Sunday, February 12, 2012

a KIT-KAT please!!

As you all know a Kit-Kat is a well known chocolate bar, but in Spain (the country where I was born) we    also use it as an idiom. Yes, I know, this sounds weird, when we say in Spanish "wait a Kit-Kat" is like if we were saying "wait a moment". This has a very rational and simple explanation, Spanish people is not that crazy... Back when this brand started to be sponsored in Spain they were advertised like a break snak.  That is why we use it like that. Whatever, this isn't what I really intended to write in this post. I was checking for some inspirational reading for this blog and I found "The Tipping Point" by Malcolm Gladwell in our recommended reading list for this module. To be honest it was the only book that I managed to find as an epub to load into my digital book reader.

The fact is that I find some of this book's theories very interesting, so decided to share it along with all my incoming research.

"The Tipping Point is the biography of an idea, and the idea very simple. It is that the best way to understand de emergence of fashion trends, the ebb and flow of crime waves, or, for that matter, the transformation of a unknown books into bestsellers, or the rise of teenage smoking, or the phenomena of work of mouth, or any number of the other mysterious changes that mark everyday life is to think of them as epidemics. Ideas and products and the messages and behaviours spread just like viruses do.
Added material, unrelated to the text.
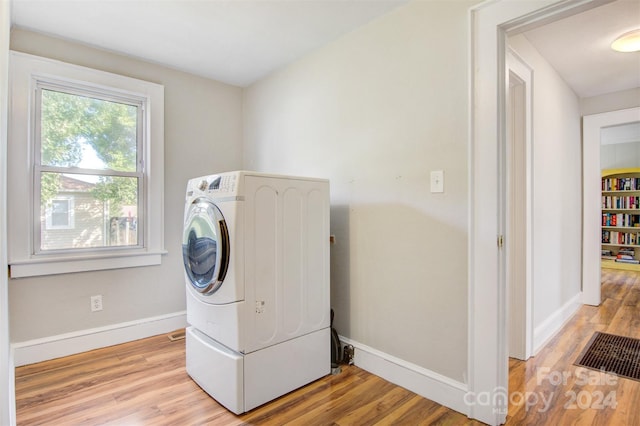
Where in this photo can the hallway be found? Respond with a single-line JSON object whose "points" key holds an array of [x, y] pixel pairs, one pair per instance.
{"points": [[549, 390]]}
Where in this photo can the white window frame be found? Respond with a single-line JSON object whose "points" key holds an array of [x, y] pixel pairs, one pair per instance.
{"points": [[70, 214], [25, 258]]}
The rise of Hush Puppies and the fall of New York's crime rate are text book examples of epidemics in action. Although they may sound as if they don't have very much in commun, there share basic, underlying pattern. First of all, they are clear examples of contagious behaviour. No one took out an advertisement and told people that the traditional Hush Puppies were cool and they should start wearing them. Those kids simply wore the shoes when they went to clubs or cafes or walked the streets of downtown New York, and in so doing exposed other people to their fashion sense. They infected them with the Hush Puppies virus.[...] The second distinguishing characteristic of this two examples is that in most cases little changes had big effect.[...] Finally, both changes happend in a hurry. They didn't built steadily and slowly."